最終色 未来に灯る色
語り終えて、彼はニコリと笑う。
もう、その笑顔もほとんど見えない。
「もうしばらくはここにいるから、今日みたいに不安になって、どうしようもなくなったら、また来い」
優しく言う彼が、完全に消える。
そこにはもう何もない。投げた帽子も、彼の笑顔も。
私は涙を拭いて、彼を安心させるために叫んだ。
届くかわからない。でも届くと信じて、私は自分の気持ちを声に出す。
「わ、私、正直今もどうすればいいかわからない。だけど、やってみる。生きてみるよ。やりたいこと、やり尽くす!絶対、後悔しないように生きる!」
強い風が吹いた。
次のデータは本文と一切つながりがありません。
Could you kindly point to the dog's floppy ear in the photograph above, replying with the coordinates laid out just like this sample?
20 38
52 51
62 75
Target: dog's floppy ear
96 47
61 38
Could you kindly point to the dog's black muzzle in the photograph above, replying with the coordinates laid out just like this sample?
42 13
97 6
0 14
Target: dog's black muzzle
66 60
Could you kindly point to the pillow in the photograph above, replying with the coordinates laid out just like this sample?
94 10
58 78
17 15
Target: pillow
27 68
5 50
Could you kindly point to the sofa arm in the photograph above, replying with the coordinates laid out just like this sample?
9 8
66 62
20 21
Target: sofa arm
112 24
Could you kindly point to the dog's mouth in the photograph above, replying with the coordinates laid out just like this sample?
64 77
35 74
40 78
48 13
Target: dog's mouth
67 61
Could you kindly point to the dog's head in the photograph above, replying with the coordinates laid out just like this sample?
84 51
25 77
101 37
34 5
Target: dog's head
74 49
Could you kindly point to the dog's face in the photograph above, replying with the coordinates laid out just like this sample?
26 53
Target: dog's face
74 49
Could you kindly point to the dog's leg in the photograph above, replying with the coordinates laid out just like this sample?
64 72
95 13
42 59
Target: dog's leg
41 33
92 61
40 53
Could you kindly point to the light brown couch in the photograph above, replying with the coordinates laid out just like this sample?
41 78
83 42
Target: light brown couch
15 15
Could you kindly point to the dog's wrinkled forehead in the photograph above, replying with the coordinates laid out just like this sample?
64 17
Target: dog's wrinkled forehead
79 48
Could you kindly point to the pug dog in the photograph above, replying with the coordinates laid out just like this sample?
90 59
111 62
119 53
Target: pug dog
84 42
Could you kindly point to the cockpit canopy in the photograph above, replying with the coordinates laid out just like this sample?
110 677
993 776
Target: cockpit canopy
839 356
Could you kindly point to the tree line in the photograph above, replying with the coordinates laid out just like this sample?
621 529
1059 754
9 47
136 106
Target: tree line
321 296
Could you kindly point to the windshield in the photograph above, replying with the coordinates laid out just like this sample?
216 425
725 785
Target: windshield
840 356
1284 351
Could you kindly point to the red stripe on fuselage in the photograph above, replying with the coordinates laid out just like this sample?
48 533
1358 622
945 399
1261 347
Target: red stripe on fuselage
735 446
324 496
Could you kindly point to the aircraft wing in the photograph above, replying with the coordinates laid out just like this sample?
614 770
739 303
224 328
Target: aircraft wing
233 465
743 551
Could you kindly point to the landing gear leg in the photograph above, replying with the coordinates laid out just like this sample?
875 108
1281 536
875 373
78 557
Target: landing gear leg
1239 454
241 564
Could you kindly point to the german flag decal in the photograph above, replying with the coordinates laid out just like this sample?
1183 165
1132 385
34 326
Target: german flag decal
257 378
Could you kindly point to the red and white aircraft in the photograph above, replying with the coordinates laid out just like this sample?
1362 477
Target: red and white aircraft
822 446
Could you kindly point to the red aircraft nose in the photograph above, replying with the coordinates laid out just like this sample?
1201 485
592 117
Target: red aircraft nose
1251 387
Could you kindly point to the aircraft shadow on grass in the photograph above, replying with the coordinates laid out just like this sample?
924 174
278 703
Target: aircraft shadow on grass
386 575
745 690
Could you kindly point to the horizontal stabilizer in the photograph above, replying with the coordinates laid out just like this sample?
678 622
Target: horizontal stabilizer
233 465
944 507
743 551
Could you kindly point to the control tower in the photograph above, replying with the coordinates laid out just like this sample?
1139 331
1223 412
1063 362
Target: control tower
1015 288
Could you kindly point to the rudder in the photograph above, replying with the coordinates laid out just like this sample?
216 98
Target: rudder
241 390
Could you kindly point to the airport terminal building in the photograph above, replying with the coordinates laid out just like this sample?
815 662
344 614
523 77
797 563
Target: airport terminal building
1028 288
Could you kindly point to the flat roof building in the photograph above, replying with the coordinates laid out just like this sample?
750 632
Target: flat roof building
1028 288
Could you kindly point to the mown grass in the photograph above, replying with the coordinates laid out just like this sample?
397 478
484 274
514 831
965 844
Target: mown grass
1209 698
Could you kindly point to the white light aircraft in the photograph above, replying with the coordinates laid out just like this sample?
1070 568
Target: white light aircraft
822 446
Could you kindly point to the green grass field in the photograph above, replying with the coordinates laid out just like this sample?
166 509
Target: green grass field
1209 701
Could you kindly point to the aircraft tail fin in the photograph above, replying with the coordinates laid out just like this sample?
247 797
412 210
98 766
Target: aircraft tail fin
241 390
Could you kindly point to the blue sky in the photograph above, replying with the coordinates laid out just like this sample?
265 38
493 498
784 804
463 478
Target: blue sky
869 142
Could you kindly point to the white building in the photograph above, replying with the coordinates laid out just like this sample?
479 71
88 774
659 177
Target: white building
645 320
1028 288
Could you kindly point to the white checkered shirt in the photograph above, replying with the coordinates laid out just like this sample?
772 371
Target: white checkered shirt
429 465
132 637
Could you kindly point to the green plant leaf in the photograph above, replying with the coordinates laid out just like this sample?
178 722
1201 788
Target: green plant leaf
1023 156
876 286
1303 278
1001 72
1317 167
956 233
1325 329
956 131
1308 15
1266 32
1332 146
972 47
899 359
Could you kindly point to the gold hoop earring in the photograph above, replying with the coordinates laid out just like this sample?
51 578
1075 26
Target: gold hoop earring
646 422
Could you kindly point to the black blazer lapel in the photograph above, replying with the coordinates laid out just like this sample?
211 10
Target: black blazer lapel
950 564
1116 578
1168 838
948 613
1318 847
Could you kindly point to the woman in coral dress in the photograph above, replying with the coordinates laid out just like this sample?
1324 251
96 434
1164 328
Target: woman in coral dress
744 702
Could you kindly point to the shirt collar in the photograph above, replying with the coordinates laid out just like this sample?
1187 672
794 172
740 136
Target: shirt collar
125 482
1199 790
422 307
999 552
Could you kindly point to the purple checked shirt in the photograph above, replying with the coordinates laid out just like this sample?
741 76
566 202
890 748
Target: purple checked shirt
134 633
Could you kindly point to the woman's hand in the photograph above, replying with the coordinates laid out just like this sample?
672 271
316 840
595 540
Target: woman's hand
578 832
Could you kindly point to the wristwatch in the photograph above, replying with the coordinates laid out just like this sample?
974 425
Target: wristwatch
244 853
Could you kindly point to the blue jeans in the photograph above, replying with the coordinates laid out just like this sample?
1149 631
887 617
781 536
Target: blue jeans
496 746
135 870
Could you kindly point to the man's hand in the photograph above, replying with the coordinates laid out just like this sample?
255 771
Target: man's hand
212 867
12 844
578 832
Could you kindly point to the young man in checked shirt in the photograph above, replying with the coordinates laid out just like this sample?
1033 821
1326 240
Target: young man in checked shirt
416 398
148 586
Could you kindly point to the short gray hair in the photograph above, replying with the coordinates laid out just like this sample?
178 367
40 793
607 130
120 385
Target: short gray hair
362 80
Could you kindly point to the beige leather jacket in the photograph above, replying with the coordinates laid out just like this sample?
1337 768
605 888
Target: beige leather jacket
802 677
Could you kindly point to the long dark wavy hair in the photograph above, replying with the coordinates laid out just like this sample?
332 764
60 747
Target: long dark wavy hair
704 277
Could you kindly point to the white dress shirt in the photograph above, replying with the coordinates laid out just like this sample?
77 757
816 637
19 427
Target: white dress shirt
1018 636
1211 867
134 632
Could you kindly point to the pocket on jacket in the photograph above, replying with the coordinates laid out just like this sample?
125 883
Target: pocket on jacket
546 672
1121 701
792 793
思わず目を閉じる。
「頑張れよ」
風に乗って、彼の言葉が聞こえた気がした。
♢♢♢
先ほどまで会話を交わしていた彼が、消えた。
私に希望を与えてくれた人が、消えた。
試しに手を前に出してみたが、右手はむなしく空を切った。
私は思わず頷いた。
もう、彼がいないことを、とても寂しく感じた。
「ここにいるよ」
頭上から、かすかに声が聞こえた。
バッと空を見る。
そこには、無数の星が輝いていた。
私は長い時間、空に浮かぶ無数の輝きたちを眺めた。
それから前を向き、歩き始める。
前へ、進む。
もう、迷いなんて微塵もなかった。
♢♢♢
登ってきたときよりも軽く感じる扉を、そっと引いた。
そこで思い止まり、一度扉を閉じて、私は体ごと振り向く。
「ありがとうございました」
私は深々と頭を下げ、感謝を口にした。
寂しさから溢れる涙を拭い、顔を上げる。
彼がどこかで、ニコリと笑った気がした。
それからもう一度ノブに手をかけ、扉を開く。
♢♢♢
階段を降りる足取りは、少しだけ軽かった。
私は深く息を吸う。とても、すっきりしていた。
これからも、世界がモノクロのように感じることがあるかもしれない。
でも、必ずいつかは、色が灯っていく。
私の歩く先に、まだ見ぬ美しい景色が待っている。
そう思えただけで、生きていくには十分だった。